There is no happiness except in the realization that we have accomplished something. ~Henry Ford
I’d like to think that I introspect often and broadly enough in the different contexts of my life that I have consistent assessments of what I feel my strengths are and where I feel I need improvement. In the past few years I’ve realized in my pursuit of learning about psychology (vis-à-vis personal productivity) that many people do not provide the appropriate incentives to achieve progress in their lives. My theory is that everyone wants to feel fulfilled in life; everyone’s definition of fulfillment is as unique as the individual aware of his or her desire.
This all to say that my satisfaction in a specific job well done is derived just as uniquely as the definition of my life’s fulfillment, as a whole. Fulfillment is based on achievement, whereas happiness is elusive, dissipates quickly and sometimes with no cause, and can even come from doing nothing. As a society we want productive members, and fulfillment fosters that more than happiness can by coupling satisfaction with a sense of accomplishment.
I tend to think that the contemporary, popular psychology regarding happiness is nothing more than a farce; happiness is not a definable metric nor a suitable, sustainable life goal.
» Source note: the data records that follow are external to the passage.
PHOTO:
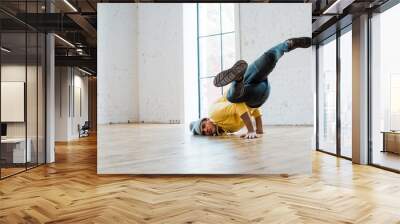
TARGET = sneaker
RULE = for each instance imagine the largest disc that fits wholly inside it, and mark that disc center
(235, 73)
(302, 42)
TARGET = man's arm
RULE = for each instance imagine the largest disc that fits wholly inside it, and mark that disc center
(259, 128)
(250, 130)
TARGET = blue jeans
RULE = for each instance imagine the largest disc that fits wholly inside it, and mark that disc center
(254, 90)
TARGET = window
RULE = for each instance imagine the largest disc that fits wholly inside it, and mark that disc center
(216, 41)
(346, 75)
(22, 75)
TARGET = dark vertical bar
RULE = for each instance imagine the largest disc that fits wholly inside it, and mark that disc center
(338, 95)
(37, 88)
(26, 86)
(317, 96)
(45, 90)
(1, 163)
(198, 59)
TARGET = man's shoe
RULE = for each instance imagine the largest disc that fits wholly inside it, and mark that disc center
(235, 73)
(302, 42)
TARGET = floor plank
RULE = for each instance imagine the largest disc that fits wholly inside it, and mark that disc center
(171, 149)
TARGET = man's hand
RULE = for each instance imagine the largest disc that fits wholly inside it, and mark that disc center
(249, 135)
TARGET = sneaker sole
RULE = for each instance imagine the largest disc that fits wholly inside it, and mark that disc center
(229, 75)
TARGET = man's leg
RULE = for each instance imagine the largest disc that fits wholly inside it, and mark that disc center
(258, 71)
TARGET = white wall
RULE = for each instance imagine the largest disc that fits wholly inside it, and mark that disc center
(117, 49)
(191, 99)
(147, 74)
(262, 26)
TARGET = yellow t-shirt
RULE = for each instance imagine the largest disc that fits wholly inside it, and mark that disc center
(227, 115)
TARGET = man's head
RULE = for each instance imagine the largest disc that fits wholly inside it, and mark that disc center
(203, 126)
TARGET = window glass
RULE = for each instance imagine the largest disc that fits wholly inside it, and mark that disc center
(216, 48)
(385, 89)
(346, 93)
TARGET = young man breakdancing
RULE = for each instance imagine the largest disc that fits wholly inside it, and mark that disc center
(250, 89)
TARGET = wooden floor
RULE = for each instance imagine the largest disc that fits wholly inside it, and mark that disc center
(70, 191)
(172, 149)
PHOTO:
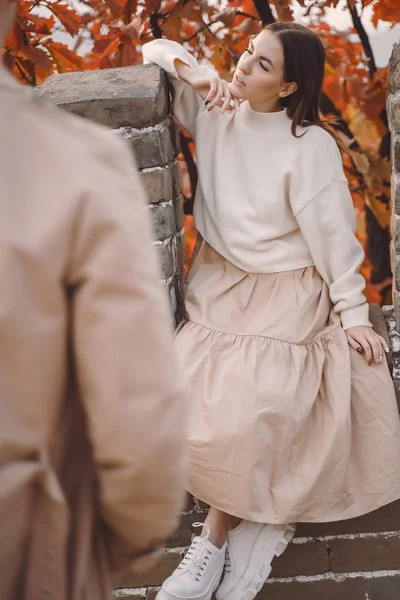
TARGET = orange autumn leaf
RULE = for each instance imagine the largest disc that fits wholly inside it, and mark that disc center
(113, 31)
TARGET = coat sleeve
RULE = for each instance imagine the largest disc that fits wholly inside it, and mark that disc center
(187, 103)
(124, 359)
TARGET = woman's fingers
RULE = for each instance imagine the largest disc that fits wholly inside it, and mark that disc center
(213, 90)
(354, 344)
(376, 346)
(384, 343)
(361, 345)
(217, 101)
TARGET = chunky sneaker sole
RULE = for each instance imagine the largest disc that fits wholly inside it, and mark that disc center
(272, 541)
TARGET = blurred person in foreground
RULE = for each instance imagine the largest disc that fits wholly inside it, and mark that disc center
(91, 436)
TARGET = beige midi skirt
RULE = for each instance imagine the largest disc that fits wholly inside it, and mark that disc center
(287, 422)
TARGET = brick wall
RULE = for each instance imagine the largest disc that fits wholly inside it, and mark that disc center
(135, 103)
(350, 560)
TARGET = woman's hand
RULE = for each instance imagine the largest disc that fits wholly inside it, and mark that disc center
(213, 90)
(367, 342)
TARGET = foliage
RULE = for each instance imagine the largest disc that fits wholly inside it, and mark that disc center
(110, 33)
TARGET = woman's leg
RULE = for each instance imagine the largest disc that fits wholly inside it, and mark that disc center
(220, 524)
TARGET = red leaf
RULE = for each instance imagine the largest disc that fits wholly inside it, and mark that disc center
(68, 17)
(153, 5)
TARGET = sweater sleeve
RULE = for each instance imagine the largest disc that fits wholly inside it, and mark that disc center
(187, 103)
(328, 225)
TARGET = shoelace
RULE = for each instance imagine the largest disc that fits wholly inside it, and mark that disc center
(228, 562)
(198, 555)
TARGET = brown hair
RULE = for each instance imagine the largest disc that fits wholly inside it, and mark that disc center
(304, 57)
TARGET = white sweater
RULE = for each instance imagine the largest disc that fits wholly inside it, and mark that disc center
(268, 201)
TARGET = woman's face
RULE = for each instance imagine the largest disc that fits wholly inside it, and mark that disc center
(259, 75)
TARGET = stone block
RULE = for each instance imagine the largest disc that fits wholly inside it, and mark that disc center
(395, 189)
(396, 306)
(123, 97)
(383, 588)
(323, 589)
(393, 111)
(173, 296)
(394, 70)
(166, 258)
(365, 554)
(310, 558)
(179, 216)
(177, 179)
(395, 152)
(164, 221)
(158, 183)
(395, 264)
(153, 146)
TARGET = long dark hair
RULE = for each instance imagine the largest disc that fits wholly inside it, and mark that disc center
(304, 56)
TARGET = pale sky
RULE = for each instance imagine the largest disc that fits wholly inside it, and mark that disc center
(382, 39)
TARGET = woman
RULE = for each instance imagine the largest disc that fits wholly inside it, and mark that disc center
(294, 416)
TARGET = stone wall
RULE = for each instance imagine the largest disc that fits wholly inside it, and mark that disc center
(350, 560)
(393, 106)
(135, 103)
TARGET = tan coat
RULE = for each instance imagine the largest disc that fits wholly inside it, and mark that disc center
(91, 436)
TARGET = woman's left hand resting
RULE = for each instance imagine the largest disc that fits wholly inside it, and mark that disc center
(366, 341)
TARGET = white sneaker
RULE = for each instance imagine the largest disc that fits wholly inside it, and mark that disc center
(200, 572)
(251, 548)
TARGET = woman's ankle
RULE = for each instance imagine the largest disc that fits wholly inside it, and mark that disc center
(217, 537)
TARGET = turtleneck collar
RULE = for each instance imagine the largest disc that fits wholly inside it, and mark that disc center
(260, 119)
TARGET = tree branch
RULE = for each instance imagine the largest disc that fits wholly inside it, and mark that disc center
(264, 10)
(362, 34)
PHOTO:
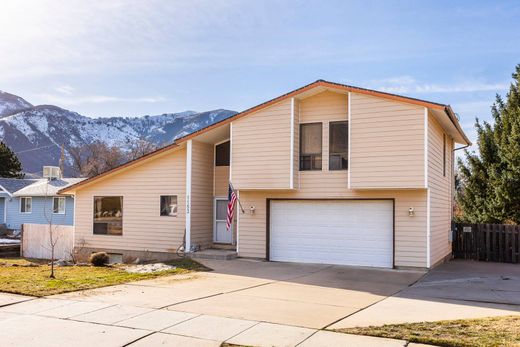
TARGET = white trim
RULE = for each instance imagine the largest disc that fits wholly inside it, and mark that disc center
(425, 147)
(230, 151)
(221, 142)
(428, 229)
(291, 155)
(349, 139)
(238, 223)
(5, 191)
(189, 148)
(20, 205)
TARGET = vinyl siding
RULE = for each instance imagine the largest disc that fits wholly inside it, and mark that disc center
(221, 181)
(41, 212)
(202, 194)
(440, 191)
(387, 143)
(410, 232)
(141, 187)
(2, 209)
(261, 148)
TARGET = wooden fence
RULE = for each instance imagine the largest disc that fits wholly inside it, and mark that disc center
(487, 242)
(36, 241)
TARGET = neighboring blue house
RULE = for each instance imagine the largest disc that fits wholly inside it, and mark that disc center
(35, 201)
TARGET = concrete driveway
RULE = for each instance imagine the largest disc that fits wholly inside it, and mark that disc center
(261, 304)
(310, 296)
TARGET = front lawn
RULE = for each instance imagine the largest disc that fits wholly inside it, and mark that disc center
(34, 280)
(488, 332)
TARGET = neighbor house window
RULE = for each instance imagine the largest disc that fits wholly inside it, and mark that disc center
(108, 215)
(222, 154)
(338, 145)
(169, 205)
(444, 155)
(310, 146)
(25, 205)
(58, 205)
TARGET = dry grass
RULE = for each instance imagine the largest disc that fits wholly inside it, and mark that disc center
(34, 280)
(488, 332)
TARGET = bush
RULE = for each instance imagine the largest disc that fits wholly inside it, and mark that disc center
(98, 259)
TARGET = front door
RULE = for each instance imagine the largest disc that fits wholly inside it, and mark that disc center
(220, 232)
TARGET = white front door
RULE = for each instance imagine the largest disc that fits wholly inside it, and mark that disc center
(220, 232)
(344, 232)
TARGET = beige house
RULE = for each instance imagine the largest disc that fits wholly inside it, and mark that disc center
(328, 173)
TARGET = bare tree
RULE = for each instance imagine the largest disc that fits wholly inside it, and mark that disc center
(53, 232)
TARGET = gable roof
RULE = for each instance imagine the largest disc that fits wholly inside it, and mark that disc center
(11, 185)
(319, 83)
(45, 187)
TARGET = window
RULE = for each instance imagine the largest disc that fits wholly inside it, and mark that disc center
(169, 205)
(108, 215)
(444, 155)
(310, 146)
(58, 205)
(222, 154)
(25, 205)
(338, 145)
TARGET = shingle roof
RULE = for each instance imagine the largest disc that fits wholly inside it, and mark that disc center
(14, 184)
(44, 187)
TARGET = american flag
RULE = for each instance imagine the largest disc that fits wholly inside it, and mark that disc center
(232, 200)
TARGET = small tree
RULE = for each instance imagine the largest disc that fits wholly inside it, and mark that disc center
(53, 229)
(10, 165)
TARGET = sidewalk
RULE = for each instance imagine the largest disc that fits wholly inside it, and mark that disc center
(51, 322)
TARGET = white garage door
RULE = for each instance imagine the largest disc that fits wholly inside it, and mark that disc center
(348, 232)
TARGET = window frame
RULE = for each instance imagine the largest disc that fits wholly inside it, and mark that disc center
(160, 206)
(122, 197)
(229, 153)
(64, 204)
(312, 156)
(330, 146)
(29, 198)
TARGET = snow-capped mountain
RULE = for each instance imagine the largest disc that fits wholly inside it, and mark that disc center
(36, 133)
(10, 103)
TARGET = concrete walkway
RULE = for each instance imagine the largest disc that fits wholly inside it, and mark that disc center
(260, 304)
(57, 322)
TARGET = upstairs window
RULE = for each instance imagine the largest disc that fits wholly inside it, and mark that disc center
(108, 215)
(338, 145)
(310, 146)
(25, 205)
(222, 154)
(58, 205)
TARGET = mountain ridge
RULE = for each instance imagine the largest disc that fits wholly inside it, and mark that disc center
(37, 132)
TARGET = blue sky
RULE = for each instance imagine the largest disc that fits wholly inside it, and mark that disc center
(106, 58)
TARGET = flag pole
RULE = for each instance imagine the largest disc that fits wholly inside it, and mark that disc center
(238, 199)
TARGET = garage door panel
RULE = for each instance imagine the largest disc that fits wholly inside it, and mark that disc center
(333, 232)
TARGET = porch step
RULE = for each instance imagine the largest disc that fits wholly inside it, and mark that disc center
(214, 254)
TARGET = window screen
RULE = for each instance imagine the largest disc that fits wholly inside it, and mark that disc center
(169, 205)
(338, 145)
(222, 154)
(310, 146)
(108, 215)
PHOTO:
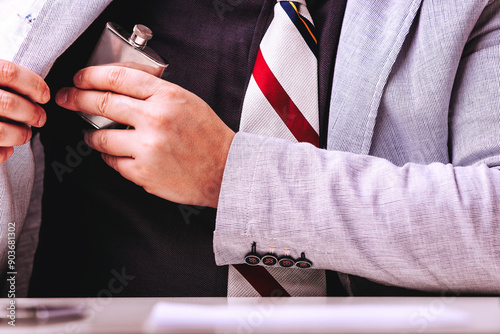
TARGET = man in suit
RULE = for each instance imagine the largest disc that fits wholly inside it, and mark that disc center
(403, 196)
Happiness should be scientifically studied, yes, but not merely used as a means for selling magazines (appealing to the unhappy with the hopes of a “happiness panacea”) and encouraging us to “feel better” about ourselves. The human emotional palette is far more varied and worthy than relegating our focus to only a singular, aloof emotion.
Fulfillment on the other hand is measurable. It’s a “yes” or “no” response to the simple question, “Are you satisfied with completing X?” Add enough of those yeses and you’ve got a fulfilled day, month, year and life, and perhaps someone who’s likelier to self-describe as happy than not. But, recognizing “being happy” is beside the point. Or, better yet, my point is that by doting on your happiness you’re not genuinely self-actualized (a la Abraham Maslow but merely disingenuously hoping to be). Why are we pursuing happiness (as the founding fathers so explicitly gave us the inherent right but not edict to do) when we could really be experiencing fulfillment?
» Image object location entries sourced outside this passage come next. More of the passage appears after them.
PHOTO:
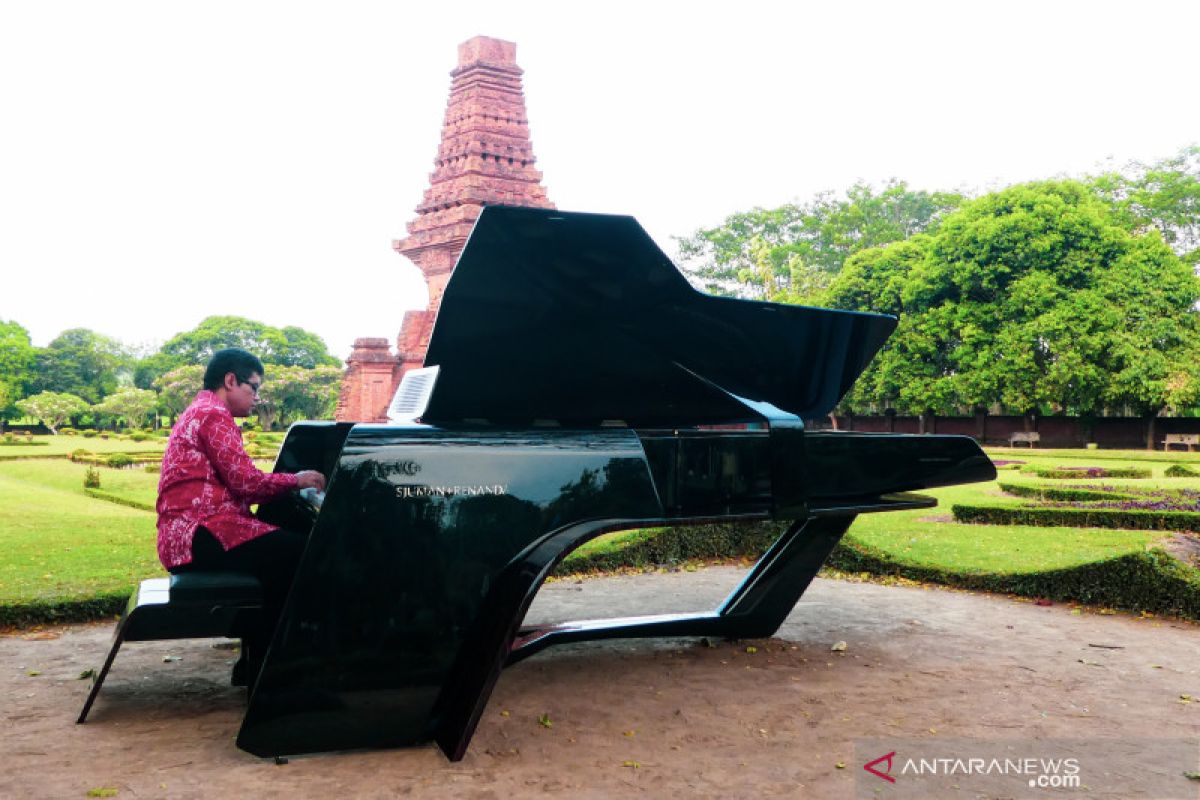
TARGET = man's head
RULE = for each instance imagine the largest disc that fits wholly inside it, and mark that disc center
(235, 376)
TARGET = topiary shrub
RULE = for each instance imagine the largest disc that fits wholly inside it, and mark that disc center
(119, 461)
(1073, 494)
(1066, 517)
(1079, 473)
(1180, 470)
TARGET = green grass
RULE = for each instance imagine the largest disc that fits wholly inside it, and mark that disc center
(910, 539)
(69, 555)
(66, 554)
(64, 445)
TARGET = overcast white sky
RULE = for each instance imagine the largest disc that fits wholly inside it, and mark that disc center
(162, 161)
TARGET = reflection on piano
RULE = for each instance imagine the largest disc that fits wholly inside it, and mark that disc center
(583, 388)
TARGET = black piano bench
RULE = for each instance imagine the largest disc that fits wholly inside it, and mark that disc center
(190, 606)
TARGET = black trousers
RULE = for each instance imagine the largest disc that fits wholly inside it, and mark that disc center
(271, 558)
I’m not being flippant here about the morass that popular psychology media has created by giving people the cure-all goal of “happiness.” I believe there’s a true place in science for happiness but it needs to be a broader framework of neuroscience not behavioral research.
I know someone will argue I’m waxing semantically, but I’m not. To reflect on one’s life as happy is enigmatic and easily externally refuted or damaged, whereas defining one’s life by it’s output and satisfaction in being truly productive in a manner you chose is of markedly greater value to the individual, and (I’m just conjecturing here) I think, for society too.
There will come a day when we realize that productive members of society are those that contribute to the greater good and that when asked if they know how to achieve happiness have an honest answer, “No, but I tried my best and feel damn good about what I’ve done.”